To reproduce the unexpected behavior you need to interrupt network connectivity between the Digi device and the server without rebooting any of the involved devices and without shutting down/disabling any network interfaces directly on the either device.
For instance, if I am running the driver on a CentOS VM under VMware ESXi and interrupt network connectivity by disconnecting the VM’s virtual network card (pretty much equal to pulling out the network cable from a real NIC), the driver behaves as expected and reconnects once the NIC is reconnected.
However, if I instead interrupt network connectivity through firewall rules or simply shutting down the WAN interface on the router that the server uses to get to the internet (and thus the Digi device that is on a mobile broadband connection), I get the unexpected behavior where the tty device becomes unusable until re-initialized. If I’m watching serial output through cu when this happens I do NOT get the message saying “Got hangup signal. Disconnected.”, cu just hangs until I kill it. Restarting cu and attempting to read from the tty device again causes it to immediately hang again.

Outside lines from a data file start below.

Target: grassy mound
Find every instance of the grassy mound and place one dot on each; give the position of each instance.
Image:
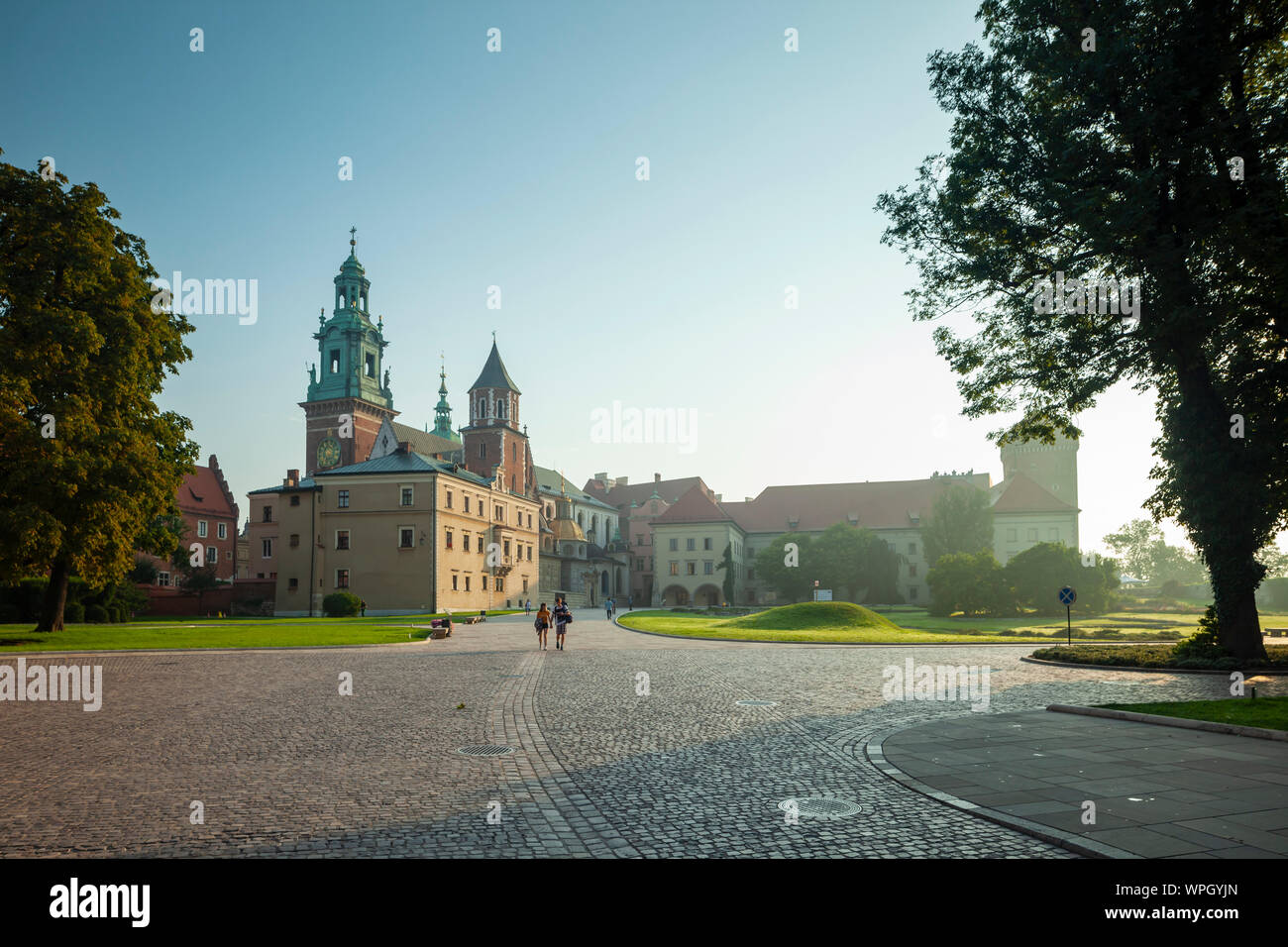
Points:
(814, 615)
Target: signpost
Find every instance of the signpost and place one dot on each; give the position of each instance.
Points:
(1068, 595)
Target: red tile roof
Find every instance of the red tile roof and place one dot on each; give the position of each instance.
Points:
(1022, 495)
(695, 506)
(877, 505)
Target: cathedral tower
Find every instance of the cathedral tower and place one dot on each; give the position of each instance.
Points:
(493, 445)
(349, 398)
(1051, 467)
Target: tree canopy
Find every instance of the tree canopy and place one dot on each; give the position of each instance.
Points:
(89, 459)
(1153, 150)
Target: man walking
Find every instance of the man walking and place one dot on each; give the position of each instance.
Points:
(563, 615)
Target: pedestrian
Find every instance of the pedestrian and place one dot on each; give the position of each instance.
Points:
(563, 616)
(542, 625)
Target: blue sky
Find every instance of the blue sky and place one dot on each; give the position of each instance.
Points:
(516, 169)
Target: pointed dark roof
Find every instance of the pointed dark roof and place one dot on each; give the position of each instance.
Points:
(493, 373)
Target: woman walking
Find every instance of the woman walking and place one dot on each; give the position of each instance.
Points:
(542, 625)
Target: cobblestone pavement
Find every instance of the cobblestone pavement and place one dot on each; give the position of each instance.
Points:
(606, 762)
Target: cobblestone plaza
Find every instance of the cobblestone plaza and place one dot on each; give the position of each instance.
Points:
(606, 762)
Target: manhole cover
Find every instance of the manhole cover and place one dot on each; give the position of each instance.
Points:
(818, 806)
(485, 750)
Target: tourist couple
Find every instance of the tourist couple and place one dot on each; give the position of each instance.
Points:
(562, 616)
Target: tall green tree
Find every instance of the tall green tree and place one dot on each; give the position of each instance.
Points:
(961, 521)
(780, 567)
(1153, 150)
(89, 460)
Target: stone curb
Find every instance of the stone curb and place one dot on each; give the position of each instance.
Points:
(875, 751)
(1142, 671)
(1183, 723)
(829, 644)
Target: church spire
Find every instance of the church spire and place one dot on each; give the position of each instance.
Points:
(442, 410)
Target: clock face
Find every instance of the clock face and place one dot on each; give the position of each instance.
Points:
(329, 453)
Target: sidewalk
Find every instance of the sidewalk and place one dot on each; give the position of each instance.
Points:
(1159, 791)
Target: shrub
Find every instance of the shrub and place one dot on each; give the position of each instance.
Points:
(340, 604)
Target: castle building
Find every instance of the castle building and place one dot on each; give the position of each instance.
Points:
(684, 536)
(408, 521)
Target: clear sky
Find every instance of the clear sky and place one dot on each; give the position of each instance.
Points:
(518, 169)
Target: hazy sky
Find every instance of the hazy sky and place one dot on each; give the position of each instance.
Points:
(518, 169)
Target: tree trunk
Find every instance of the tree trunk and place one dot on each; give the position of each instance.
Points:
(55, 596)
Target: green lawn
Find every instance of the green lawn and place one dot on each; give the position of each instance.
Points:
(219, 633)
(906, 624)
(1270, 712)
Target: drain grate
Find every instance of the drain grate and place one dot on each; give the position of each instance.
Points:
(484, 750)
(820, 806)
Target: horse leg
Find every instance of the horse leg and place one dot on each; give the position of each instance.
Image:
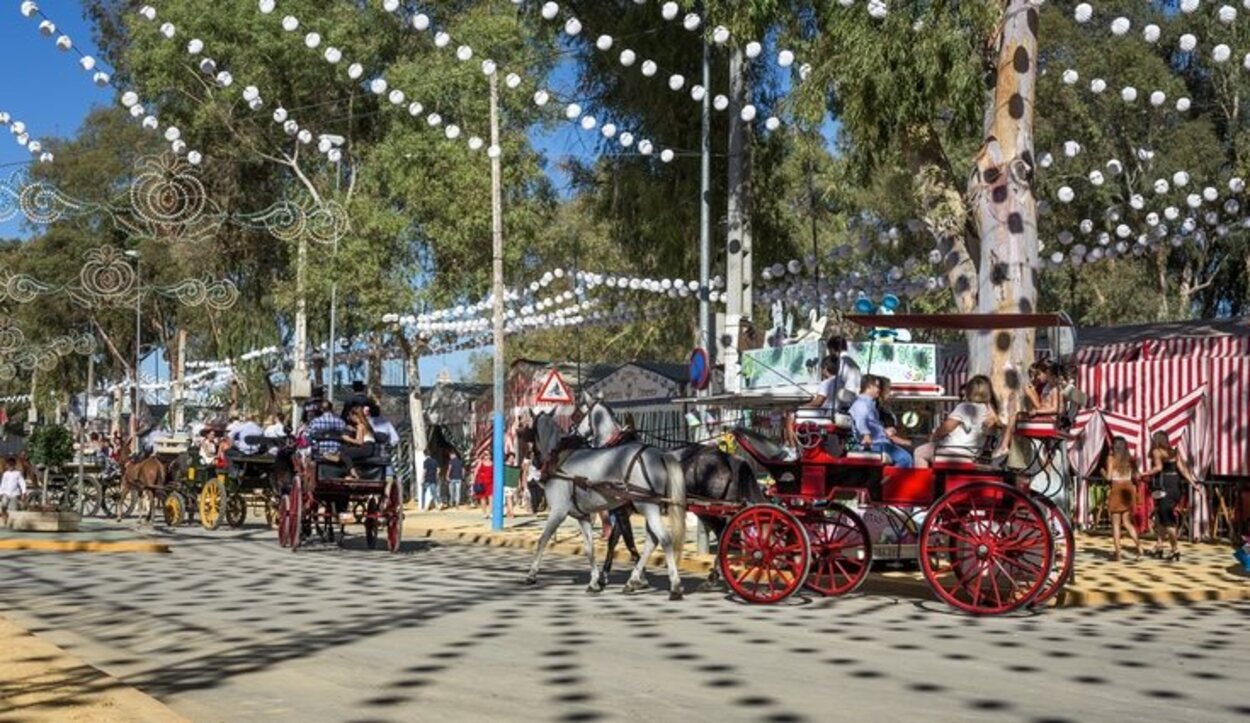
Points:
(588, 535)
(559, 509)
(655, 524)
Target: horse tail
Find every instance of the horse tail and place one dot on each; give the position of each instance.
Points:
(676, 504)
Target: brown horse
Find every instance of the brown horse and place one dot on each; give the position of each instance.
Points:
(145, 475)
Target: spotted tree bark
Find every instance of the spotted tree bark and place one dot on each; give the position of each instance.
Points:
(1004, 209)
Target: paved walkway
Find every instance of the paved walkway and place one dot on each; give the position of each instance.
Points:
(95, 535)
(1206, 572)
(41, 682)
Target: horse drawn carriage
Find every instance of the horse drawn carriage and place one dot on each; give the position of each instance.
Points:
(323, 495)
(988, 544)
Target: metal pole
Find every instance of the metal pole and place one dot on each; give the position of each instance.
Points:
(705, 322)
(496, 212)
(334, 290)
(86, 418)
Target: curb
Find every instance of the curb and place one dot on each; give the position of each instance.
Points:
(889, 583)
(84, 546)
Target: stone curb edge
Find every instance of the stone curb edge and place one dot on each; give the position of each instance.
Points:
(1073, 597)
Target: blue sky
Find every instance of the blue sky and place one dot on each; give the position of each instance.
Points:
(51, 94)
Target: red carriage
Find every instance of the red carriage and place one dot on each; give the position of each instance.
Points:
(985, 547)
(321, 497)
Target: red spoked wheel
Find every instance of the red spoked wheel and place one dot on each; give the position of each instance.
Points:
(764, 554)
(841, 551)
(394, 512)
(985, 548)
(1064, 544)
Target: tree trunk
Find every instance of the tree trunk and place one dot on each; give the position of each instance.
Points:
(1004, 207)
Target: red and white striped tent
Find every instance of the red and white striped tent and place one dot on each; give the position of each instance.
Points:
(1188, 379)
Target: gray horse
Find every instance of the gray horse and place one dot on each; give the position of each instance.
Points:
(711, 475)
(583, 482)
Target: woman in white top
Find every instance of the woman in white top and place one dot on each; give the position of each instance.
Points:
(964, 430)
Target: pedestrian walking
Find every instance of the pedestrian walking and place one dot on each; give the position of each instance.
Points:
(429, 484)
(13, 488)
(455, 479)
(1123, 497)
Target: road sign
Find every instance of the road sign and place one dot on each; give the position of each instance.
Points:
(555, 390)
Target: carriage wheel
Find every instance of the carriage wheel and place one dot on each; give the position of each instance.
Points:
(211, 500)
(236, 510)
(764, 554)
(91, 500)
(394, 513)
(1064, 549)
(175, 509)
(841, 551)
(371, 523)
(270, 510)
(985, 548)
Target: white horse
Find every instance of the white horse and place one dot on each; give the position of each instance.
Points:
(583, 482)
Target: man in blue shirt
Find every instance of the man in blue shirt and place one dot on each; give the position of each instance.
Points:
(868, 428)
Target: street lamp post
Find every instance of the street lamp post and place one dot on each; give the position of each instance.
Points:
(139, 312)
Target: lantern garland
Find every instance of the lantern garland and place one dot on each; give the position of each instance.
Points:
(24, 139)
(48, 29)
(224, 79)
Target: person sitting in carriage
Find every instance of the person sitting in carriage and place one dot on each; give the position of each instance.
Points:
(868, 428)
(966, 429)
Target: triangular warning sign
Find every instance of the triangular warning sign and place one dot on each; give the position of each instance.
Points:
(554, 390)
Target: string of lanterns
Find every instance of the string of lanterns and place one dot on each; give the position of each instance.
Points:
(224, 79)
(24, 139)
(148, 119)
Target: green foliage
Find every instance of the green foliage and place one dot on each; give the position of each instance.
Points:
(50, 444)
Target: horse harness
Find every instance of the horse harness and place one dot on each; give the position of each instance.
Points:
(609, 489)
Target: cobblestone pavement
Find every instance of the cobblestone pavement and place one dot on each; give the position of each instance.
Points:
(229, 627)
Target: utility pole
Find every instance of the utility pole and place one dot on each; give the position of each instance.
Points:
(738, 267)
(496, 213)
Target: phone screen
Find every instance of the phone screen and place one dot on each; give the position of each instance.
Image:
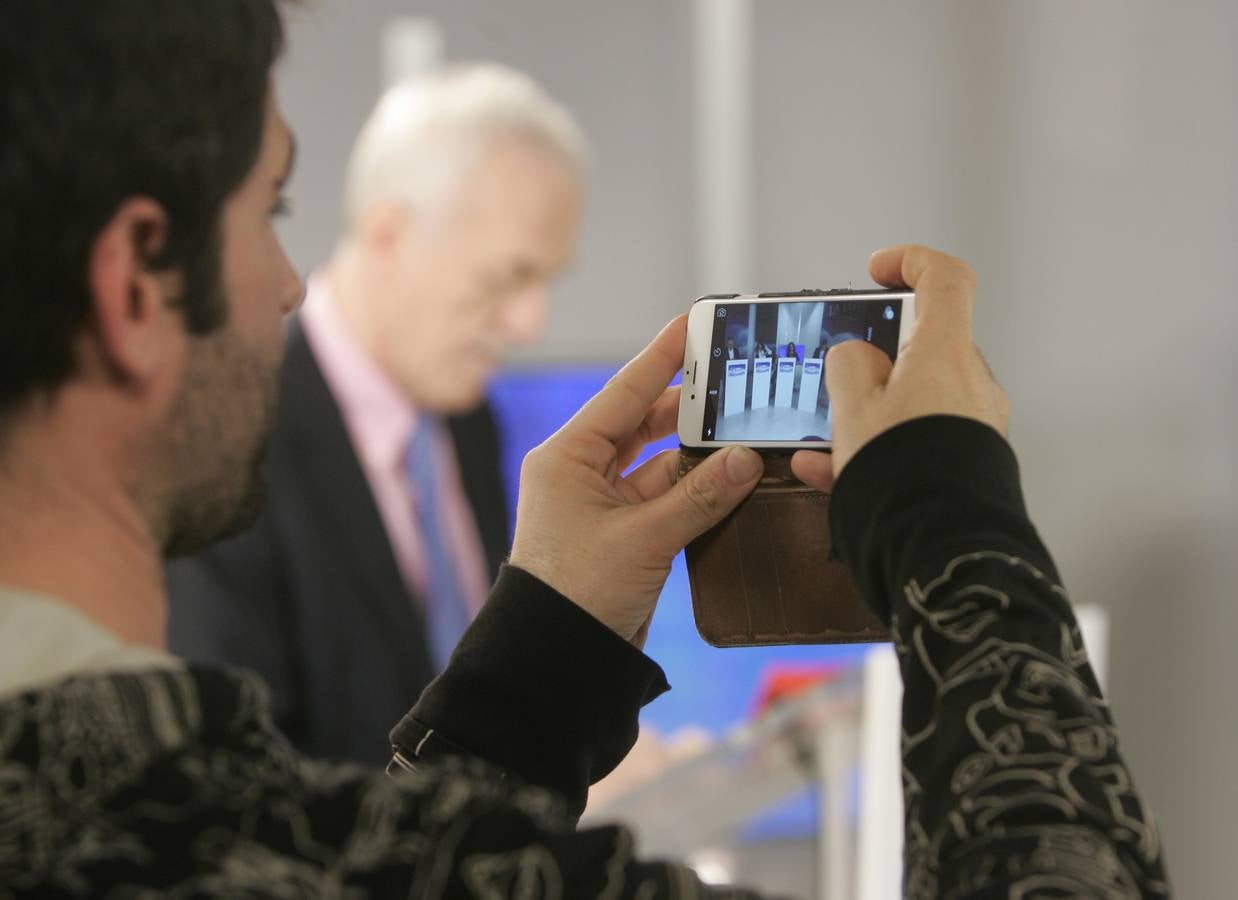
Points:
(766, 375)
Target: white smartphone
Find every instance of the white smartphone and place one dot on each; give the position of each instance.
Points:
(754, 364)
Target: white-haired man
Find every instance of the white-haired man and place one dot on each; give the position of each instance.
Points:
(386, 519)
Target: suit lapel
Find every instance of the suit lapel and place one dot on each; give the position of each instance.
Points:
(317, 446)
(476, 438)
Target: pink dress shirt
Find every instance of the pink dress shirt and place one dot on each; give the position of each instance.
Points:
(380, 421)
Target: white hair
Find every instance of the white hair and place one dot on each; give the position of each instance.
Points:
(426, 136)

The tty device breaks also if nothing is actively reading from/writing to it when the network connection drops. For instance, I can open up cu, see serial data come in, shut down cu, interrupt network connectivity between the server and Digi device, restore it, and cu will then block forever if I attempt to read from the affected tty device. Same goes for the application we’re using to gather serial data. It does not matter if it was running or not at the time when the network connection dropped, once it attempts to read from a tty device that has had a network drop it simply hangs.
Since all our Digi devices are on mobile broadband connections, and most in areas with mediocre cellular coverage, they do lose internet connectivity every now and then. Every time this happens we have to go in, shut down the application that is gathering serial data as the tty device cannot be re-initialized while that application is blocking, re-initialize the device with dgrp_cfg_node and restart the monitoring application. Automating the re-initialization would be a possibility, but it is pretty painful to implement in practice since we have to kill the monitoring application every time it happens.
Under Windows the driver reconnects just fine no matter how the network connection is interrupted, which is the behavior that I believe is intended. I have tried interrupting the Windows machine’s internet connectivity while monitoring serial output from the Digi device, and the output picks up within seconds of internet connectivity coming back. Doing the exact same thing under Linux breaks the tty device until it is re-initialized.
The monitoring application is written in Python, so for now we’re simply moving it and the Digi driver to a Windows server. I would really like to get this resolved, though, as the database that the monitoring application is dumping data to is running on a Linux server and I’d rather just keep everything on Linux.